Continuing the focus on interactive media, Miranda J. Brady explores place-based media – specifically its use in the Canadian Museum of Civilization's (CMC) First Peoples Hall (FPH). In her chapter “Canadian (Re)Presentation: Media, First Peoples, and Liveness in the Museum” (Chapter 23), Brady interrogates the role of place-based new media in Indigenous identity construction. Brady not only examines the content of place-based media itself but also conducts an in-depth analysis of archival documents related to the construction of the FPH and news coverage of the process. Grounded in her analysis, she reminds us that colonial power can be found in the act of representing Indigenous culture in Eurocentric terms, in particular when the focus is on the museum visitors' experience of “liveness” and interactivity. While new place-based technologies offer opportunities to represent Indigenous people in new ways, Brady argues, they also “mask the contingent nature of representation.”

Concluding the volume is Susan Harewood's essay “Calypso and the Performance of Representational Politics” (Chapter 24), which addresses not how calypso music represents but, rather, how calypso is represented in the literature about it. Her essay is a theoretically grounded examination of the academic discourse – specifically historical accounts – about calypso, and how that discourse is linked to representational politics.
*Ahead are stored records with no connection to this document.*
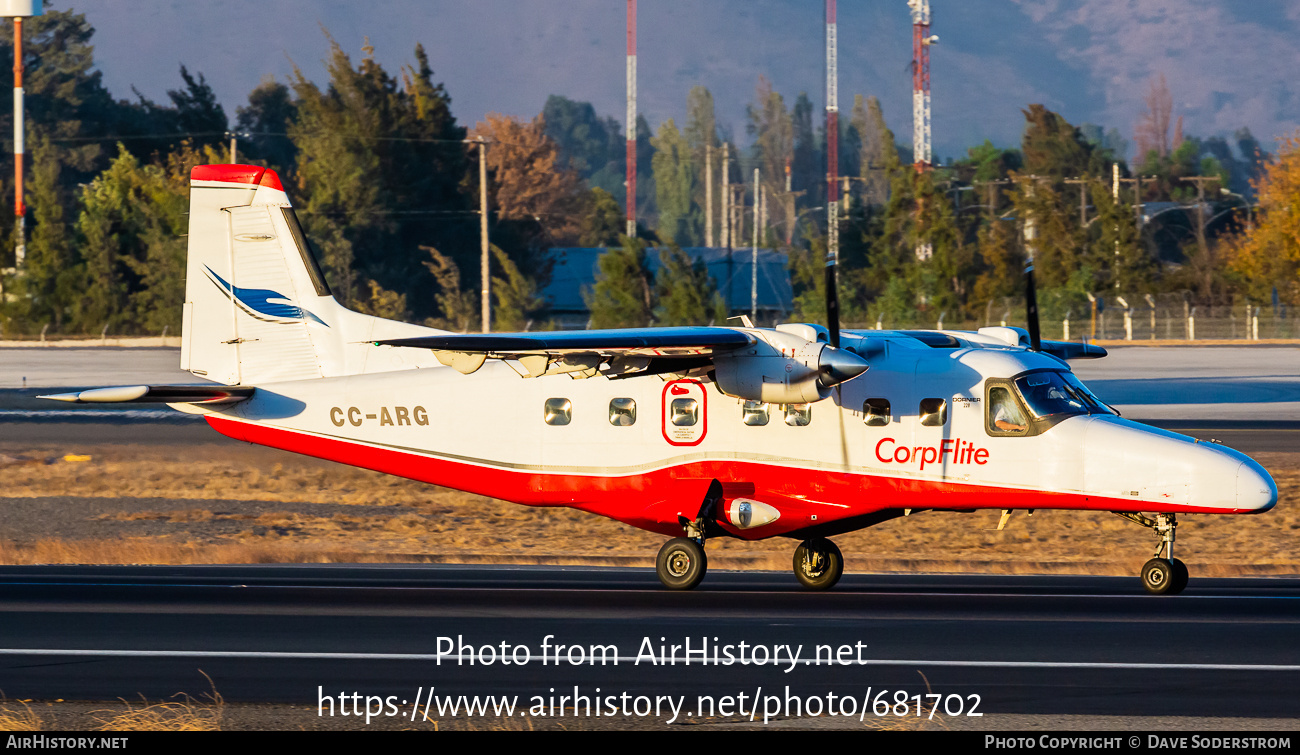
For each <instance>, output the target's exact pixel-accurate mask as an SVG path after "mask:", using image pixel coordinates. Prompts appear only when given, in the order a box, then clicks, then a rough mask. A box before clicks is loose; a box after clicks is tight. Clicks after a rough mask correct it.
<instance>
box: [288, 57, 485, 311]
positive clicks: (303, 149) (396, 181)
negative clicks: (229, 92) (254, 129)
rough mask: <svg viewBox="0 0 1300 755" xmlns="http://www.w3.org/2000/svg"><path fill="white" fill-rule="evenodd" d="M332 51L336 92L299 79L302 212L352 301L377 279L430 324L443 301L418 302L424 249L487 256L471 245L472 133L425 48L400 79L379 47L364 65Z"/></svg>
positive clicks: (464, 255) (303, 78)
Harewood argues that histories play a role in the construction of a “national imaginary,” yet such histories, while working to solidify the significance of calypso, have also functioned to reinscribe a narrow view of citizenship. So while calypso itself plays a role in the representational politics of the Caribbean, the academic discourse about calypso contributes to the ways in which calypso makes meaning. She calls for a rethinking of the colonial narrative of calypso's, origins and evolution.

Conclusion

Taken as a whole, the chapters in this volume evidence the dynamic and vibrant nature of media content and representation studies. Scholarship in this area has evolved to actively address the evolution of media technology, trends in convergence in media content, and changes in the role of the audience in relationship to that technology and content. Media content and representation scholars no longer limit their research questions to binary oppositions of positive/negative or biased/unbiased, but rather have achieved a high level of complexity and nuance in their analysis. Moreover, scholars have reached out to other fields in order to ground studies of content and representation in a range of rich theoretical concepts. These interdisciplinary links add relevance and depth to studies of media content and representation, and have kept the field from becoming stagnant.
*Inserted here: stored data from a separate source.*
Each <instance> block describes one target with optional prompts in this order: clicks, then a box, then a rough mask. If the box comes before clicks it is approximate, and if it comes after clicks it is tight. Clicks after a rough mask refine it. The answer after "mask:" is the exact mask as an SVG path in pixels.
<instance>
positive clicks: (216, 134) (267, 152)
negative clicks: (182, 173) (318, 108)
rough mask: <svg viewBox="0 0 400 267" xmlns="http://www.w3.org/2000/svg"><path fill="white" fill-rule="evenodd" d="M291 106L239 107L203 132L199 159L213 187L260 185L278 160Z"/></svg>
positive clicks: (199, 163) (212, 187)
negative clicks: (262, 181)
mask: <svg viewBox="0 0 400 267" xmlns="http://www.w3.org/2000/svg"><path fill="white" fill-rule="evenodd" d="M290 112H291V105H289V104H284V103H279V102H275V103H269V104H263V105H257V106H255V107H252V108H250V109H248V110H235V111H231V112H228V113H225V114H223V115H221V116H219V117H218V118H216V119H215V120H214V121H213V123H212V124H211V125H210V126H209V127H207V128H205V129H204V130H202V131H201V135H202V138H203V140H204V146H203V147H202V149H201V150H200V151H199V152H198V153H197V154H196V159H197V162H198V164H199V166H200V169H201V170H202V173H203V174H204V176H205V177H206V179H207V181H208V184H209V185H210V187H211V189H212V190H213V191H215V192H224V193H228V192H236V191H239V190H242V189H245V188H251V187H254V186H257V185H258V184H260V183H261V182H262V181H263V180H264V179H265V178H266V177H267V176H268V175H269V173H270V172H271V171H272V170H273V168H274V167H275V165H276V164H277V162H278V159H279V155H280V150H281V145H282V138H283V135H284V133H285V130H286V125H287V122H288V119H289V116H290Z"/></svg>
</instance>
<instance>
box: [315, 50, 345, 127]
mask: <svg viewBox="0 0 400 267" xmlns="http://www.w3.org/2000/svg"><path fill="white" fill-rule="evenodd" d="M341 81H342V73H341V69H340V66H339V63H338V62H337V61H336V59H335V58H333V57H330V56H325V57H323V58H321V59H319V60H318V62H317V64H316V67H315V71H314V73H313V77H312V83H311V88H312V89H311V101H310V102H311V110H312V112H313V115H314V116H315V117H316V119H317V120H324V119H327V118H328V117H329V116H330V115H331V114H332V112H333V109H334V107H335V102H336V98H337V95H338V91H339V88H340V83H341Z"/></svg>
For the future, media content and representation scholars need to continue to embrace and respect a range of methodological and theoretical perspectives. We need to remain open to evolving and refining our research questions, and to consider that perhaps we need to ask new questions as the technology and content evolve. While celebrating the unique and important contributions of media studies, we also need to be open to what scholarship in other fields offers us, not because it is better, but because it is complementary. Thus, we need to acknowledge the potential of interdisciplinarity. Overall, it is an exciting moment in the scholarship of media content and representation, and this volume provides a glimpse into the current and future trends of such scholarship.